Editorial: A learning opportunity
Last October, The Spoke published an editorial urging the Conestoga student body to get active in the political process. At the time, we wrote, “Before we can appreciate our generation’s full potential to succeed, we must first recognize the difficult problems that entangle our country…There’s no more waiting. More politically interested youths become more politically informed adults, and together they can build a better democracy. We can build a better democracy.”

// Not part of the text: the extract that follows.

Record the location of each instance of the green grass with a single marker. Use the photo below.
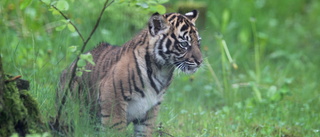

Nearly a year later, all students in the Tredyffrin/Easttown School District—from the newly-anointed first grader to the well-seasoned high school senior—were presented with the perfect opportunity to make this wish come to pass. This opportunity came in the form of an address given by President Barack Obama to the youth of our nation. While some school districts jumped at the prospect of using the president’s remarks as a platform to educate, T/E missed out on a golden opportunity by choosing to keep what ended up being a perfectly benign speech out of the classroom.
Just think about it: How often do students get the idea that a sitting president, or any public officeholder for that matter, wants to talk directly to them? Usually, politicians (save for a few obligatory photo ops) have nothing to say to those who have yet to reach voting age.
The values we teach at school, at home, in our places of worship are what we hope will place our children in good stead as the challenges we face grow and amplify. Learning to take pride in our work, to get along with others, to apply ourselves fully to the task at hand, to try our very best in our daily pursuits—that’s what school is all about. That’s what the president’s speech was all about.
A school district like T/E should know tht when you fail to confront ignorance and intolerance, you perpetuate it by default. And when you demonstrate to students that the President of the United States does not have the right to free speech, it tells them that their own prospects for speaking their minds are pretty dim.
But when you boil it all down, when you look at all that has been said over the last month, now is not a time to harp on the past. Did the district make the correct decision in choosing not to air the speech live? We, as students, believe not. But we also believe in the redemptive power of second chances, in the fact that we must learn from the past before setting out on our path to a bright future. Let’s use this situation as a learning opportunity, a way to ensure that the proper decision is made and carried out from now on.
We urge all students in T/E—whether it be in school or at home—to watch the president’s speech. Hear his words, yes, but truly listen to them. As Obama said, “Even when you’re struggling, even when you’re discouraged, and you feel like other people have given up on you, don’t ever give up on yourself. Because when you give up on yourself, you give up on your country.” You give up on your country.
Printed originally on p. 7 of The Spoke’s Oct. 16, 2009 issue.
Unsigned editorials represent the views of The Spoke editorial board, and not necessarily those of the administration, student body, community or advertisers.